Alors que nous apprend cette visite officielle de quatre jours du camarade Gong à Pékin ? D’abord que les fonds s’obtiennent essentiellement grâce à des « relations » et non des présentations et que ces dernières sont d’autant plus efficaces si elles sont assurées par des cadres originaires de votre région. Et c’est ainsi que notre secrétaire de cette ville du Hunan a pu rencontrer le vice-ministre chinois des Finances, le vice-président dernièrement retraité (en décembre 2014) de la toute puissante NDRC (la National Development and Reform Commission en charge de la majorité des projets de développement du pays), le directeur adjoint de la Commission des Investissements en matière d’infrastructures (en effet, le secrétaire Gong aimerait que sa ville de 8 millions d’habitants soit dotée d’un aéroport), un assistant du ministre du Commerce (le secrétaire souhaite également que sa ville soit « pionnière au niveau national en matière d’e-commerce »), un adjoint du ministre de l’Industrie ou encore le directeur général adjoint de la compagnie ferrovaire étatique Railway Corp (au cas où une liaison aérienne ne serait pas possible, une liaison ferroviaire reliant Shaoyang à Pékin serait la bienvenue).

Pour Zhu Lijia, une professeure de politique publique à l’Académie chinoise de la gouvernance (le centre de formation des cadres), « les fonds devraient être accordés selon des projets et non à cause de l’existence de relations personnelles ou parce que des gens partagent le même lieu de naissance ». Pour autant, elle admet qu’il sera « difficile d’éliminer de telles pratiques » d’autant que « parfois, les officiels locaux obtiennent ce qu’ils veulent ».

Korea Times – Pyongyang isolé financièrement. La Banque centrale de Russie a annoncé hier, jeudi 19 mai, que les transactions avec les institutions financières de la Corée du Nord n’étaient plus autorisées sans l’aval de l’ONU. Les banques russes doivent maintenant fermer les comptes jugés liés aux programmes nord-coréens de développement nucléaire et balistique. La banque a également gelé les obligation détenues par des Nord-Coréens et des organisations non-identifiées suite à une résolution de l’ONU imposée à Pyongyang après ses quatrièmes tests nucléaires et balistiques cette année.
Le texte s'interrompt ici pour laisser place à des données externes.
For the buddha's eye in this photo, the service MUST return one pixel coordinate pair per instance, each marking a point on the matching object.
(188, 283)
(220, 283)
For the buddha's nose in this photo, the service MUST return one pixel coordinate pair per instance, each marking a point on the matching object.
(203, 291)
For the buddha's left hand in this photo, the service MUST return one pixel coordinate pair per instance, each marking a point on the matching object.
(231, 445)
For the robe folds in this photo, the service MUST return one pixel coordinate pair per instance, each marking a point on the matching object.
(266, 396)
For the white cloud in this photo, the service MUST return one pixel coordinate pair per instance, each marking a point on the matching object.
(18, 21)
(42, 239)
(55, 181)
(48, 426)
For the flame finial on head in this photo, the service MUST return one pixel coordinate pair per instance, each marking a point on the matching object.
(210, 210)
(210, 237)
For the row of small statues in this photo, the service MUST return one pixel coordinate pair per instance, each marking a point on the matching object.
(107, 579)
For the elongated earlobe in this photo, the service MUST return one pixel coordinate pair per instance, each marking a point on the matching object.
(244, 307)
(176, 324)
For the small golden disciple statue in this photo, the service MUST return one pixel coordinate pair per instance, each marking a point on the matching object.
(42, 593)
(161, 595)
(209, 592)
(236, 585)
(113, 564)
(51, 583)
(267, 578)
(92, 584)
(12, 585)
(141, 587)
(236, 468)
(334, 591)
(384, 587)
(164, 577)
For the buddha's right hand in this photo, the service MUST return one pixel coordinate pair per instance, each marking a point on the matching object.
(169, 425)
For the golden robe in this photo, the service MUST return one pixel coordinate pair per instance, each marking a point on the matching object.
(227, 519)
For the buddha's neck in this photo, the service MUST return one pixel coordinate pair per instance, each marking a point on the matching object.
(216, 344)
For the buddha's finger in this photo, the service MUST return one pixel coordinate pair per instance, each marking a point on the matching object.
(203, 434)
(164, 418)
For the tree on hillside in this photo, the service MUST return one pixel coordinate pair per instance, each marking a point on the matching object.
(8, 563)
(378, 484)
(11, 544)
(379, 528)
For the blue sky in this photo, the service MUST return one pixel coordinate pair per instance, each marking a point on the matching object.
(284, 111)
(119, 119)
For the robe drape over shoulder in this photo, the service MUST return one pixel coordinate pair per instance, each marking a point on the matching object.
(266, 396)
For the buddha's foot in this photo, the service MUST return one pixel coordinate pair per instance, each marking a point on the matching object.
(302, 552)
Même chose du côté de la Suisse qui a interdit à ses banques de s’engager dans des transactions avec la Corée du Nord qui concerneraient le commerce, le transport maritime, le transport aérien et l’éducation. Les entités présentes sur le territoire doivent se retirer d’ici le 2 juin. Des mesures bien plus strictes qu’attendues. La police suisse s’attend même à devoir renvoyer les Nord-Coréens venus étudier dans le pays. L’Union européenne a quant à elle durci ses sanctions, ajoutant 18 personnalités nord-coréennes et une organisation appelée “les forces des missiles stratégiques de la RPDC” à sa liste noire qui s’élève aujourd’hui à 66 personnes et 42 organisations.

Asie du Sud-Est

Myanmar Times – Deux objectifs. « Promouvoir l’idée de vivre en harmonie parmi les différentes religions » et  » entreprendre des actions efficaces contre ceux qui essayent de perturber ce contexte d’entente ». Le gouvernement considère à nouveau une loi abandonnée en 2013 destinée à protéger l’harmonie religieuse.
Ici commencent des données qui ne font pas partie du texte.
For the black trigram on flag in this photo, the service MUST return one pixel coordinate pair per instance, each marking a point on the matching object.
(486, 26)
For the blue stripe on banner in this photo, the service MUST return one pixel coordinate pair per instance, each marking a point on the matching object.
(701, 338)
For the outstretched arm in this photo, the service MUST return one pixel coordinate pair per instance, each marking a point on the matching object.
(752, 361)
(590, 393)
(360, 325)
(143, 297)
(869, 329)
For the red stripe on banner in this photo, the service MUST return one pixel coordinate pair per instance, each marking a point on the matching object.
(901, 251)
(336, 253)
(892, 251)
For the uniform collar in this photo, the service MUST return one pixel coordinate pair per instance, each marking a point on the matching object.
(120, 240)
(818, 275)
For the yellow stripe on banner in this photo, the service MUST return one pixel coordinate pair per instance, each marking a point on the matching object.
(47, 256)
Le ministre birman de la Culture et des Affaires religieuses a rencontré des groupes interconfessionnels à Mandalay et Rangoun pour discuter d’une législation qui assurera des droits égaux pour toutes les religions. Récemment les nationalistes bouddhistes ont alimenté les tensions inter-religieuses, multipliant les manifestations anti-rohingya. Selon le moine bouddhiste U Parmaukkha, le concept du projet de loi est une bonne initiative. Il souligne néanmoins qu’une loi ne suffit pas à mettre fin aux tensions religieuses.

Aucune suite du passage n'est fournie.